Many jewelers, designers, and jewelry makers are less familiar with design patents than they are with copyrights, trademarks, or even utility patents. Yet, design patents—which last 14 years—“are tremendously useful in protecting your rights,” especially if a jewelry design can’t be covered by copyright because it isn’t sufficiently artistic or creative enough to meet copyright requirements, said attorney Jeffrey M. Kaden in his Thursday seminar.
“Without design patent protection, a new jewelry design (if not protected by copyright) will enter the public domain and be freely available for copying by your competitors,” he warned his audience.
To qualify for patent protection, according to federal law, a design must be:
• New and different. It must be novel and appear so to the observer. A design that merely imitates something old, such as a Statue of Liberty pendant, isn’t applicable.
• Ornamental. While a design patent is only given for “useful” items, protection is based on the ornamental appearance, not the use.
• Obvious and inventive. Differences between the design and other designs “must be obvious.”
• Original. The patent applicant must have invented or created the new design “independently without copying or derivation.”

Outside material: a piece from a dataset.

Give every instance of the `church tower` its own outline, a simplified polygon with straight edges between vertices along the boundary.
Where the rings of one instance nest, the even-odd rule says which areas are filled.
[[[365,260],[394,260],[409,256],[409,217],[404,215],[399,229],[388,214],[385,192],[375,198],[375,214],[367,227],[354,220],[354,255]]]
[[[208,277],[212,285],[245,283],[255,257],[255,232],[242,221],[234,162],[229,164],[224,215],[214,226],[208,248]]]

• Limited to articles of manufacture or that could be manufactured. Designs “in the abstract” aren’t applicable. A design must be attached to or incorporated in a tangible object that can be manufactured (such as a ring, necklace, bracelet, or pendant).

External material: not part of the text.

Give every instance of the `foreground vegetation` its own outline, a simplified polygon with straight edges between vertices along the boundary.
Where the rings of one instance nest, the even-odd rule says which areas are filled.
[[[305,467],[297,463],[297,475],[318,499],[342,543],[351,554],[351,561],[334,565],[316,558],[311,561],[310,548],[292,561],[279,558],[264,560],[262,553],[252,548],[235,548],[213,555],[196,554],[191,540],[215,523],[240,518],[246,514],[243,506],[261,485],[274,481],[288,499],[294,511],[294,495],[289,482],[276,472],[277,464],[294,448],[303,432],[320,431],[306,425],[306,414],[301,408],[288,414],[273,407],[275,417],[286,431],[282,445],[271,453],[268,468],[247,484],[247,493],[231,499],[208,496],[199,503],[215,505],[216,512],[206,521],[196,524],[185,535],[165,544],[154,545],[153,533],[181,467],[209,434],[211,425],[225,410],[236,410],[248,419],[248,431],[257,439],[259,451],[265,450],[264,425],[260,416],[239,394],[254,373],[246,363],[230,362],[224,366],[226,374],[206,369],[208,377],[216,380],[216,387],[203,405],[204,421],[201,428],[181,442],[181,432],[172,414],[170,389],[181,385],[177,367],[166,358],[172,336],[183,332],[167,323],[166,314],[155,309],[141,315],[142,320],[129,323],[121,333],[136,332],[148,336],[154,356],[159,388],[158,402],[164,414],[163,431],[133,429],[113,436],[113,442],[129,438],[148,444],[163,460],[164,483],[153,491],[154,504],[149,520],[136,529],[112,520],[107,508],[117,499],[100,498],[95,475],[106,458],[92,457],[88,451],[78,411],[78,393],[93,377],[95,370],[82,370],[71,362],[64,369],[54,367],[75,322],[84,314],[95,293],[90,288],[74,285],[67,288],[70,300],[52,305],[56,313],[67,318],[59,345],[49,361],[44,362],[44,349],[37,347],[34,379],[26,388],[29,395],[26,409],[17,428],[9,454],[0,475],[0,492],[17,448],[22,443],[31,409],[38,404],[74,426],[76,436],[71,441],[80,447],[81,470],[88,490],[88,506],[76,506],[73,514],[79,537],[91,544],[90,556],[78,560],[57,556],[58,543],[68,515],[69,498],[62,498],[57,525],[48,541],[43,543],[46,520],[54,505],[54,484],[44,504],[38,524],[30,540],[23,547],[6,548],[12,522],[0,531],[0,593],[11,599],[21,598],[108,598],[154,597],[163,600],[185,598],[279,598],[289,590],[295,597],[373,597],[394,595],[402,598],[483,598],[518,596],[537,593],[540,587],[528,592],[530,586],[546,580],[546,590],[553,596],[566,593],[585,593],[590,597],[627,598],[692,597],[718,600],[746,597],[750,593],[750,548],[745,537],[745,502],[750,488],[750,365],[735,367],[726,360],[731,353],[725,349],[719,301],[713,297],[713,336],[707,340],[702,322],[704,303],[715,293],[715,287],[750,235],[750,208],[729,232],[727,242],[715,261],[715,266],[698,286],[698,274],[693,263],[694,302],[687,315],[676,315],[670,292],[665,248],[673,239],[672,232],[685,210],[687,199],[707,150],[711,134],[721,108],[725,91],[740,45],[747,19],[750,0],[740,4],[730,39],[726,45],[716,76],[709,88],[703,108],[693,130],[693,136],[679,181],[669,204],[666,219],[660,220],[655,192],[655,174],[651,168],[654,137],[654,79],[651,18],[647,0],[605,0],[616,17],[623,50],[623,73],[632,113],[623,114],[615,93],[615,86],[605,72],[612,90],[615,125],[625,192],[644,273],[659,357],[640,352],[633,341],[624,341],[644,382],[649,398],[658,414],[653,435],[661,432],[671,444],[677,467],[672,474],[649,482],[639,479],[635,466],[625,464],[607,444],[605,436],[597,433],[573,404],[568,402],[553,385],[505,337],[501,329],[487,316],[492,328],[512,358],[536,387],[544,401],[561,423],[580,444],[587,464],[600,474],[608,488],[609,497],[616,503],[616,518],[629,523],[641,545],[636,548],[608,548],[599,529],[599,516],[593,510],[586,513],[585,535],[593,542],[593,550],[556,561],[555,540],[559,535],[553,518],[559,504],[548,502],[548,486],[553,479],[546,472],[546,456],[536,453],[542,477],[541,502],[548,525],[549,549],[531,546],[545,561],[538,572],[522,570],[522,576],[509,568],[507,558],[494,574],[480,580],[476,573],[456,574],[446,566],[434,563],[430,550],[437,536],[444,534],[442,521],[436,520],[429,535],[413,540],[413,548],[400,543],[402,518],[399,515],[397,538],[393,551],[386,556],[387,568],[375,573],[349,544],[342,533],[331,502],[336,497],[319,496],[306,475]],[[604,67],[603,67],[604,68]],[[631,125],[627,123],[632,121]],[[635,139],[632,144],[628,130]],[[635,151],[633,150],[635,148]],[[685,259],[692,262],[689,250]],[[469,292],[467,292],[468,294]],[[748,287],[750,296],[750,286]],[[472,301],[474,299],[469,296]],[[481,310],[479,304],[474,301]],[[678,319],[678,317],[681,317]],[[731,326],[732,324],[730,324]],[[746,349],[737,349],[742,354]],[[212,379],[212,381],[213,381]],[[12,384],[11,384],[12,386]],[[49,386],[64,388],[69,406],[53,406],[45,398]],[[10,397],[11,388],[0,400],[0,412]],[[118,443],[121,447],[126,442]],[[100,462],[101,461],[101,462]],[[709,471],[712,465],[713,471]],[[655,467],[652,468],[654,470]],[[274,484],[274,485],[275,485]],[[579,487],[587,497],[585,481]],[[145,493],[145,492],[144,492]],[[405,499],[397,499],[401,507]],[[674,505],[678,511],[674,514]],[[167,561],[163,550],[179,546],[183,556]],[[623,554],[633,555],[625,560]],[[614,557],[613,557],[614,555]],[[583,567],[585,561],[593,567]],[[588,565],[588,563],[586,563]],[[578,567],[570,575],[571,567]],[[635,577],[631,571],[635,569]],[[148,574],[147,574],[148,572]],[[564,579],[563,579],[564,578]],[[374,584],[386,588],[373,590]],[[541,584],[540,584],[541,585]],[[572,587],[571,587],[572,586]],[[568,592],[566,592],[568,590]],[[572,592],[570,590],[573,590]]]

Kaden said those employing jewelry designers should have them sign written contracts that expressly transfer all rights to designs they create on the job to the employer. Such agreements establish the employer’s title to the designs as the owner/originator. These must be recorded at the U.S. Patent Office (for a $40 fee) in order to establish title against any other claims.

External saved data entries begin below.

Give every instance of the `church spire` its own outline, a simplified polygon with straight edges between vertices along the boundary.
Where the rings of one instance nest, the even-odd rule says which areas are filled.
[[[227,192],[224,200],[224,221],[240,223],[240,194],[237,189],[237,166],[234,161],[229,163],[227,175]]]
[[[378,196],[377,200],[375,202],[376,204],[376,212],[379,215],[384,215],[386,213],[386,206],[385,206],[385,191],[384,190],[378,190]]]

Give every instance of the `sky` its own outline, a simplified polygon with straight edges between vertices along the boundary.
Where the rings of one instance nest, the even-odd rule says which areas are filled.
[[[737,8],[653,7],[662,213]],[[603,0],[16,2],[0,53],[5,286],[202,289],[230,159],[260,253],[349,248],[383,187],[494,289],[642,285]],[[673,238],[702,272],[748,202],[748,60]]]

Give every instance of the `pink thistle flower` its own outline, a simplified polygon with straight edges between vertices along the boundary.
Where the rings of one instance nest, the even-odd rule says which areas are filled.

Applications for U.S. design patents, Kaden told his audience, must be filed promptly and within no more than one year of the first public showing or first sale of the jewelry design. “After a year, there’s no chance of getting a design patent,” said Kaden. For international design protection, however, the designer must file before the first public showing or sale, in order to preserve all foreign rights.
Review and approval of a patent design application takes, on average, a year. Once approved, a patent is good for 14 years. Also, the patent marking is required on the item, either on the jewelry itself or its packaging, a detail, Kaden said, that design patent holders sometimes forget to take care of. “Without the required marking, damages can’t be awarded” in cases of infringement, said Kaden. “So, put it on as soon as the patent approved.”